It happened to me today.
As a teacher of meditation in schools, I was teaching a one-day retreat to 20 11-year-olds about identifying their talents and qualities.
I asked the students, ‘Imagine you are a single tree standing in a forest. What does that tree look like, and what characteristics does it have?” I asked.
The students were eagerly drawing their unique trees on their activity sheets. As I watched them work, I was amazed. One student was drawing, with great skill, a stump of a tree with the trunk and trunk cut out, leaving only the roots. I asked him why he had drawn it this way. He told me a story that was far too negative and bleak for an 11-year-old to tell.
‘I don’t have any talent, I don’t want to do anything, I’m never going to grow up, because I don’t have anything, so that’s why I’m representing myself with a tree that’s been cut down.’
‘I think you’re good at drawing, intelligent, and handsome.

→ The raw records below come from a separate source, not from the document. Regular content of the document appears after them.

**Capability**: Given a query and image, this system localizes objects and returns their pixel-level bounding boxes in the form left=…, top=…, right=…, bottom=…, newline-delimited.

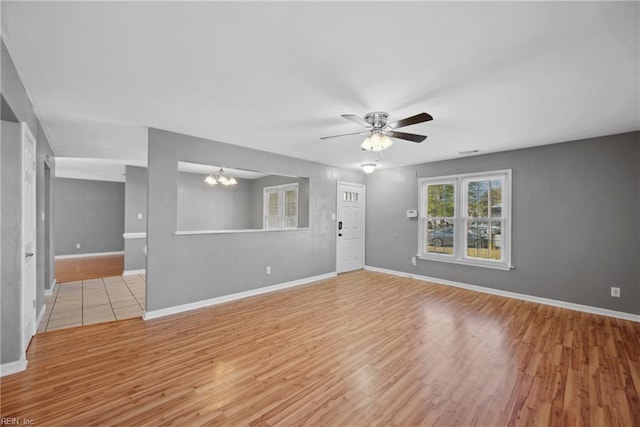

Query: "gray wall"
left=0, top=40, right=55, bottom=363
left=0, top=122, right=22, bottom=363
left=124, top=166, right=147, bottom=271
left=366, top=132, right=640, bottom=314
left=177, top=172, right=254, bottom=231
left=147, top=129, right=364, bottom=310
left=54, top=178, right=124, bottom=255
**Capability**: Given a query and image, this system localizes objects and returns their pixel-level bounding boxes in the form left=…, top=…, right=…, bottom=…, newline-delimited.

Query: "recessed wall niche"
left=176, top=161, right=309, bottom=232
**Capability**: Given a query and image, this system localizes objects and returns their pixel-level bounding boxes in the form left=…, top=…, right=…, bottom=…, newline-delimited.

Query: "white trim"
left=173, top=227, right=311, bottom=236
left=142, top=271, right=336, bottom=320
left=36, top=304, right=47, bottom=330
left=56, top=251, right=124, bottom=259
left=0, top=359, right=29, bottom=377
left=364, top=266, right=640, bottom=322
left=44, top=277, right=58, bottom=297
left=122, top=268, right=147, bottom=276
left=122, top=231, right=147, bottom=239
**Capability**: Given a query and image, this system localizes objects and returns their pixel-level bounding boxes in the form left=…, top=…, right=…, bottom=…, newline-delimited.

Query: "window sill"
left=173, top=227, right=310, bottom=236
left=417, top=254, right=515, bottom=271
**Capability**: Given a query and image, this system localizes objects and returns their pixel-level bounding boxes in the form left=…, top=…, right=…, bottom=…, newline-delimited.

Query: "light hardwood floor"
left=1, top=271, right=640, bottom=426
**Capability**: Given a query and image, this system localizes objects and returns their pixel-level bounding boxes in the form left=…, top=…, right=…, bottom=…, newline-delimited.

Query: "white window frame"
left=418, top=169, right=513, bottom=270
left=262, top=182, right=300, bottom=230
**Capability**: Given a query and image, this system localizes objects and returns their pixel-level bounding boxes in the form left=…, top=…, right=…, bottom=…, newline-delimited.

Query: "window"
left=263, top=183, right=298, bottom=230
left=419, top=170, right=511, bottom=270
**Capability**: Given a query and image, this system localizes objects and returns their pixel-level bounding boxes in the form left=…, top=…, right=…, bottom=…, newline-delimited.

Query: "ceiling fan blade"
left=341, top=114, right=371, bottom=129
left=387, top=131, right=427, bottom=142
left=388, top=113, right=433, bottom=129
left=320, top=132, right=369, bottom=139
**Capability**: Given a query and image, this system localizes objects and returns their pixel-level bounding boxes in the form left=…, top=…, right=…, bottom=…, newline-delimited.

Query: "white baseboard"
left=142, top=272, right=336, bottom=320
left=0, top=359, right=29, bottom=377
left=122, top=231, right=147, bottom=240
left=364, top=265, right=640, bottom=322
left=56, top=251, right=124, bottom=259
left=44, top=278, right=57, bottom=297
left=122, top=268, right=147, bottom=276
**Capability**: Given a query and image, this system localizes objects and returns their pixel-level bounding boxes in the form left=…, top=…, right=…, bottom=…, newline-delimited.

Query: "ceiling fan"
left=320, top=111, right=433, bottom=151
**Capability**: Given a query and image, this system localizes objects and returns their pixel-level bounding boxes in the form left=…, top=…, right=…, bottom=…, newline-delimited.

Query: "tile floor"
left=38, top=275, right=145, bottom=333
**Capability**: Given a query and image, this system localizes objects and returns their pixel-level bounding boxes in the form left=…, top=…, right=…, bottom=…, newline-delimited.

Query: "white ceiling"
left=2, top=1, right=640, bottom=181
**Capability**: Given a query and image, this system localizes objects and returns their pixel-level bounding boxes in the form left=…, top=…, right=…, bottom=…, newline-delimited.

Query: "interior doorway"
left=20, top=123, right=37, bottom=351
left=336, top=182, right=365, bottom=273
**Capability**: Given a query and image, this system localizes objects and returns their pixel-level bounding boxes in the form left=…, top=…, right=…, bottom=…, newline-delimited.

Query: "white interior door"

‘That’s because you don’t know me, I’m uneducated and useless.
Who had trapped this child in such a negative mindset? I was so sad and worried that I tried my best to teach the child how to meditate and encouraged him that he can do it, but a two-hour special session was too short a time to change his mind, or maybe my efforts were timid
When I got home, I couldn’t stop thinking about that child’s face and artwork. I felt sorry for that child who thought he was worthless. I wish that child, who was taller and smarter than his peers and could complete the quizzes in class the fastest, could live a life free of negativity.
A nice car or house. A job that makes a lot of money. A child who does well in school. A husband who only loves me. I don’t have any of these things but have peace of mind and freedom through meditation. Perhaps the reason why the child I met today broke my heart was because he was so much like my past self.
My past self never appreciated what I had, always envied those who were better off than me, and hated myself. To me, happiness meant graduating from a good university, getting a good job, making good money, and having my parents’ approval and full support. I always wanted a husband who was competent and loved only me, and children who were obedient and did well in school.
I was so focused on these material things that I didn’t take care of the most important thing: myself. I didn’t have peace in my heart. I didn’t take the time to reflect and think about my life, I was always worried about what my family, friends, and co-workers were saying and doing around me, and I was living on the fly every day.
Then I came across meditation, and as I reflected on myself and let go of the negative thoughts that I was repeating thousands of times a day, I developed a desire to help free others who, like me, were trapped in the prison of their thoughts. I developed compassion to help others who were less fortunate.
To help children like the student I met today, I will continue my studies; if there is a more competent teacher than me, I will learn from him; I will open my heart more and reach out to him; if I can help others be happy, even if it takes effort and sacrifice, I will try a little harder.
For me, happiness is being happy with people.